I am having a little trouble understanding the following:
"If $p_1, \ldots, p_k$ be the list of distinct primes dividing the product $mn,$ then we can factor $m$ and $n$ as $m=p_1^{r_1} \cdots p_k^{r_k}$ and $n=p_1^{s_1} \cdots p_k^{s_k},$ where $r_i$ and $s_i$ are nonnegative integers and may be zero in at most one of the decompositions for $m$ and $n.$"
The italics are not mine, they are the authors. What is confusing me is indeed the `at most one' part. Is it saying:
1) that we may have $p^0$ only one time in either the $m$ decomposition OR the $n$ decomposition (but certainly not in both decompositions)?
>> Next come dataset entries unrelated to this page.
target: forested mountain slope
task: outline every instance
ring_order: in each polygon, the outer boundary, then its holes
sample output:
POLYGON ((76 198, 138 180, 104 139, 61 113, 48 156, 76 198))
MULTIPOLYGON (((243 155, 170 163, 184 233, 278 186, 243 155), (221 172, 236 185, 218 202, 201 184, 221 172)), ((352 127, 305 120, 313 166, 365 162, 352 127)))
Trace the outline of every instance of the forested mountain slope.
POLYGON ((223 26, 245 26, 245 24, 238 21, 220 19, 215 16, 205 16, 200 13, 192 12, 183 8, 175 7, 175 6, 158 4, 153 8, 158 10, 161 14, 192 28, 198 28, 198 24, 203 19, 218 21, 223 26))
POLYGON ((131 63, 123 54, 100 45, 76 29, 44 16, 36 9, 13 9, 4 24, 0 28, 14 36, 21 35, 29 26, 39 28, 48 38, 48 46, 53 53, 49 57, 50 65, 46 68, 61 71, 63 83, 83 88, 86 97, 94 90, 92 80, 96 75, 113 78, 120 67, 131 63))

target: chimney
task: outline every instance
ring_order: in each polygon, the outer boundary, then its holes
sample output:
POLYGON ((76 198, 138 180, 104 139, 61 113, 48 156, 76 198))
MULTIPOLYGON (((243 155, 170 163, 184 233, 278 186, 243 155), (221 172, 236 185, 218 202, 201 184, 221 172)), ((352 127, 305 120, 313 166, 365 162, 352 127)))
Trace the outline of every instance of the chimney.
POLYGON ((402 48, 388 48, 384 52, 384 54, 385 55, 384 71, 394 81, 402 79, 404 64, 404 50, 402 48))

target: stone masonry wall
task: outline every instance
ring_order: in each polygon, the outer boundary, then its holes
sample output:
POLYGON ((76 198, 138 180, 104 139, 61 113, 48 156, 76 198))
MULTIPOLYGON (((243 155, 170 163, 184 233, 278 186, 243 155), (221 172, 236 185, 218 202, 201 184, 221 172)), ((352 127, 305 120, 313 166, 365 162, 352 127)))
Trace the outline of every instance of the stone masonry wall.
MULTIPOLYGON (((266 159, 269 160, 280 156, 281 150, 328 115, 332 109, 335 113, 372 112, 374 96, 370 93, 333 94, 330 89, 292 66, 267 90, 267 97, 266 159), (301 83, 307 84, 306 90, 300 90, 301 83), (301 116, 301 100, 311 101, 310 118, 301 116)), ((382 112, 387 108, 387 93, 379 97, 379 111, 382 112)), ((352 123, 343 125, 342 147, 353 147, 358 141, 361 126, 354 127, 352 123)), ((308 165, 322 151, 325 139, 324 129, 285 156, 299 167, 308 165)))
For example, $m=p_1^0$ and $n=p_1^1$.
2) that there can be a $p^0$ only one time in EACH of them (but basically appearing in both of them)? For example, $m=p_1^0p_2^1$ and $n=p_1^1p_2^0.$
3) that there can be a $p^0$ only one time per prime? I'm guessing that this is not the case that the authoer intended. That much seems obvious because if we had a distinct $p^0$ for both $m$ and $n$, then why bother mentioning the $p$ at all? For example, $m=2^0 \cdot p^1$ and $n = 2^0 \cdot p^2.$
If anyone wants any further context, just let me know. I'm working with the Fundamental Theorem of Finite Abelian Groups and factoring $\Bbb{Z}_{mn}$ in various direct products $\Bbb{Z}_{k_1} \times \cdots \times \Bbb{Z}_{k_t}.$
If $p_1, \cdot, p_k$ is the list of all distinct prime divisors of $mn$, then $mn$ may be written as $mn = p_1^{t_1} \cdot p_2^{t_2} \cdot \ldots \cdot p_k^{t_k}$, where $t_1, t_2, \ldots, t_k \in \Bbb N$ are uniquely determined. And since $p_i \mid mn = p_1^{t_1} \cdot p_2^{t_2} \cdot \ldots \cdot p_k^{t_k}$ iff $t_i > 0$, all the $t_i$ are actually non-zero. Now, $m$ and $n$ may also be written as $m = p_1^{r_1} \cdot \ldots \cdot p_k^{r_k}$, $n = p_1^{s_1} \cdot \ldots \cdot p_k^{s_k}$, where $r_1, \ldots, r_k, s_1, \ldots, s_k \in \Bbb N$ are uniquely determined and furthermore $mn = (p_1^{r_1} \cdot \ldots \cdot p_k^{r_k})\cdot ( p_1^{s_1} \cdot \ldots \cdot p_k^{s_k}) = (p_1^{r_1}\cdot p_1^{s_1}) \cdot \ldots \cdot (p_k^{r_k}\cdot p_1^{s_k}) = p_1^{r_1 + s_1} \cdot \ldots \cdot p_k^{r_k + s_k}$. So, by the uniqueness of the $t_i$, we get $r_i + s_i = t_i \neq 0$ for all $i \in \{1, \ldots, k\}$ and therefore each pair $(r_i,s_i)$ has to contain at least one non-zero element.
edit: I assume $m,n \in \mathbb N$, if $m,n \in \mathbb Z$, you just have to add $(-1)^{r_0}$, $(-1)^{s_0}$ and $(-1)^{t_0}$ as a factor, respectively.